Well… that was easy. The more discerning readers among you will notice that the syntax isn’t that far from the (non-Firebase) standard Google Sign-in flow. However, what isn’t available with the standard Google Sign-in, is a fully-fledged backend where you can create, delete or temporarily disable users to your heart’s content.

Pushing my digital design skills with blurred boxes

It’s not possible to talk about JavaScript user authentication frameworks without mentioning passport.js, by far the most popular and widely-known solution out there. However, it’s important to remember that passport.js only runs on Node.js, so if you’re looking for a client-side framework, Firebase is the way to go.


Initially, I only planned to use Firebase Database in the early stages of development. I saw it as a convenient option, as I didn’t have to set up my own MongoDB instance, but I was constantly aware of becoming too dependent on it. My main gripe was that it’s a proprietary standard and I didn’t want to outsource control of my data.

A few months into the project I decided to finally set up my own MongoDB instance. I realised my requirements were:

  • ~99.9% uptime
  • Excellent performance
  • Easy application of security updates
  • A front-end to view the data
  • Automated backups

Some important context is required here; the side-project I’m working on isn’t a technical hobbyist-type project, it’s a business. My aim is to make a product available for real users to use (and eventually pay for). Therefore I wasn’t keen on the idea of spending an extra month working on configuring a database setup to meet the above requirements.

Fortunately, there are a number of hosted database solutions available. One such solution is MongoDB Atlas (from the team who make MongoDB). This was starting to sound like a good option until I saw the pricing calculator. The cheapest instance is $0.09 an hour, or ~$64 a month. Compare this to the Blaze plan with Firebase Database, which meets all of the requirements above (including automated backups!) and costs only $0.026/GB. With my usage of a few hundred users (saving text-only data), my last monthly bill came to $0.30. Google is no stranger to storing data, so it makes sense they would be able to provide the most cost-efficient storage plans for a hosted database.

My remaining qualm was that Firebase Database is a proprietary standard, which I was apprehensive about until I discovered that it’s possible to export your entire database at any time to a JSON file. That means you’re free to leave whenever you like and transfer your data to another NoSQL database program. To summarise, staying with Firebase Database would give me a cheap, secure, hosted database with guaranteed uptime, along with the option to leave at any time. My search for a hosted database provider was over!

Now let’s check out how you can go about saving data to Firebase Database:

Yep. It’s genuinely as simple as that.

Now to retrieve some data:

So pretty I want to cry.

Now also feels like a good time to mention that Firebase Database automatically syncs your data across clients in realtime. That means if you have your app open on both your phone and your laptop, and you edit some data on your phone, the change will automatically be reflected on your laptop.

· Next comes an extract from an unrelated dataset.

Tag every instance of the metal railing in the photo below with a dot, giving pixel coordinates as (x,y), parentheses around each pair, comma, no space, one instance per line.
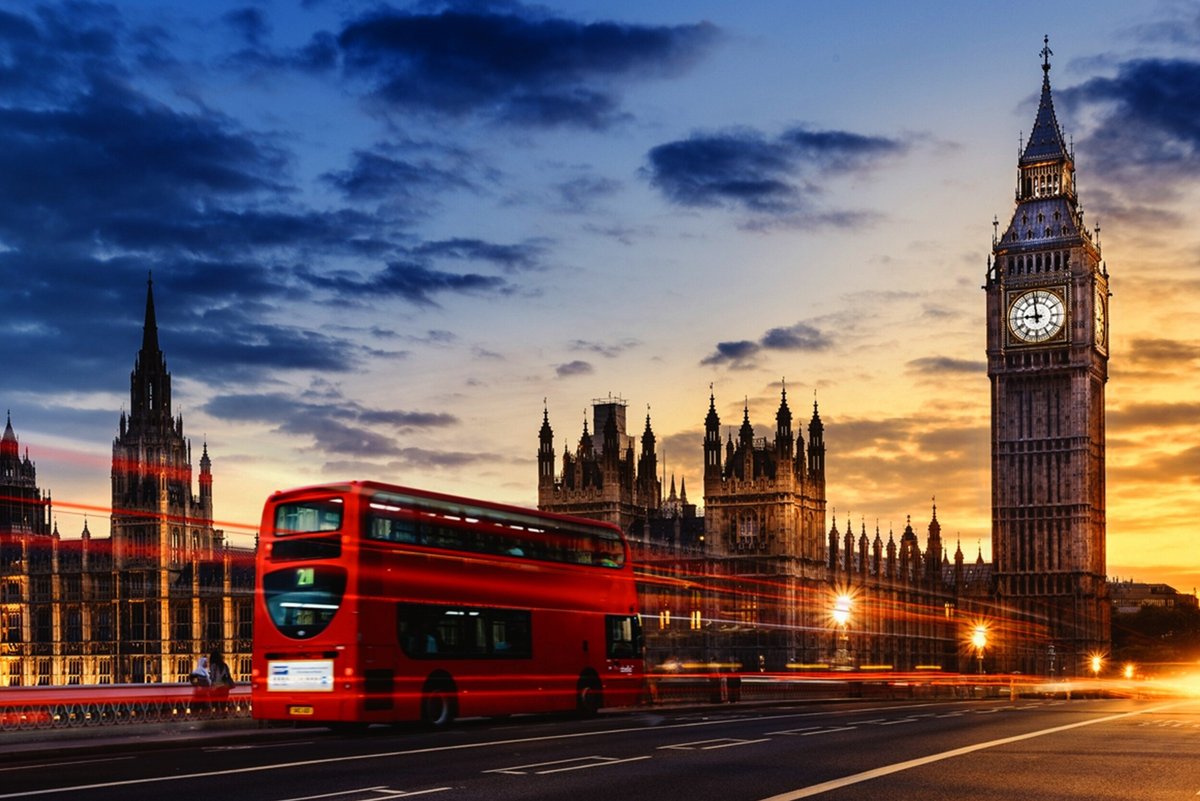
(97,705)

It’s not uncommon to see people complaining about Google’s “poor documentation” on sites like Reddit and Hacker News. After spending time with the Firebase documentation, I couldn't disagree more and I would suggest anyone who still holds Google in a poor regard to check it out.

Amazing UI

Screenshots can only do this so much justice. It’s free to create projects with Firebase so if you’re curious, sign up and “have a butchers” for yourself.

Integration Libraries

There’s certainly no shortage of libraries available. That being said, I avoided the React library as it seemed quite out of date and heavily dependent on mixins, which are now considered harmful to use in React.

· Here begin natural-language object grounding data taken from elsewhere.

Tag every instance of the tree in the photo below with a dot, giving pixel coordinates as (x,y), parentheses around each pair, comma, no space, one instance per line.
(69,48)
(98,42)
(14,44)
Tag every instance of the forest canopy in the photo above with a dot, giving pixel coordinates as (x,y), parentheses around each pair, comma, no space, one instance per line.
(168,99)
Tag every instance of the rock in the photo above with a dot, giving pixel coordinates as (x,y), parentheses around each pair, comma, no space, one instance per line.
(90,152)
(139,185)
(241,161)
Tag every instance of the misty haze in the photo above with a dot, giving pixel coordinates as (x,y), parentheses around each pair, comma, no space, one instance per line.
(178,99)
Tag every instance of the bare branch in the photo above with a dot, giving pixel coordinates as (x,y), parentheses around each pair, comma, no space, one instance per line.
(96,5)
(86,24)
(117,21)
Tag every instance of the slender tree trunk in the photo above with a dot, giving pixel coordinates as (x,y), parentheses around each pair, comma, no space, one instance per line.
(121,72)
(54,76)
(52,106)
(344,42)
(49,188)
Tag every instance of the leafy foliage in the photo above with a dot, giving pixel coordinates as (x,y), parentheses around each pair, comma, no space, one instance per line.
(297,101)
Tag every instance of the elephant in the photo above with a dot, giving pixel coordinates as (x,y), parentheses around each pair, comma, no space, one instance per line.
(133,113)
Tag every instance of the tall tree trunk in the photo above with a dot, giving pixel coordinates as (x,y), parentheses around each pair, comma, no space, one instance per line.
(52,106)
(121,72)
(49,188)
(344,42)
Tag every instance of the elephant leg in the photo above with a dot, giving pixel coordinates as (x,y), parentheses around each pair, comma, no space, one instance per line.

The two libraries I did make use of were the Web and Node.js Firebase SDKs. Both libraries integrate well with the Firebase Auth service making it a breeze to save user-protected data to the database.

The Bad

Firebase does not fully replace a backend

Update: now with Cloud Functions, a ‘serverless’ app is possible!

In my case, I feel I’ve managed to offload about 80% of the backend to Firebase. (Note - this is a still huge number in terms of development time for an independent developer like myself.) As for the remaining 20%, what Firebase couldn’t help me with was my need to send automated emails on a daily basis.

Tantalisingly, Firebase does actually have email support, but this is limited to just basic configuration of “password reset” and “email address change” emails. If support was added for more generic templates, then Firebase users could extend this to build any type of email, such as a welcome email when a user initially signs up.

Firebase SDK library is closed source

Update: Firebase has open sourced the SDKs!

There are more than 60 open source repos on the Firebase GitHub page. These repos are made up of numerous example and integration libraries. I cannot fathom why the main Firebase SDK library is still closed-source. I understand it must have been a security decision, but I’m sure the Firebase team could make the majority of the main SDK library open source whilst still keeping the more sensitive sections private.

While I am generally happy with the Firebase documentation, as is always the case with documentation, it doesn’t cover everything and sometimes a dive into the code is the only way to find answers. I had one such case when trying to find out if the Firebase Auth service was available as a promise, rather than just an observable. It did take me by surprise to find only a minified, obfuscated library script within my node_modules directory. As I mentioned before, relying on proprietary code and standards can be unsettling so I hope this is something the Firebase team can tackle in the near future.

Would I recommend Firebase?

Absolutely. For one-man bands like myself Firebase is virtually indispensable. Obviously, if you’re working in a team which can spare people to manage a backend and maintain a database, you won’t have a real need for it. But if you’re an independent developer working on an app which requires a full stack, I can’t recommend Firebase enough.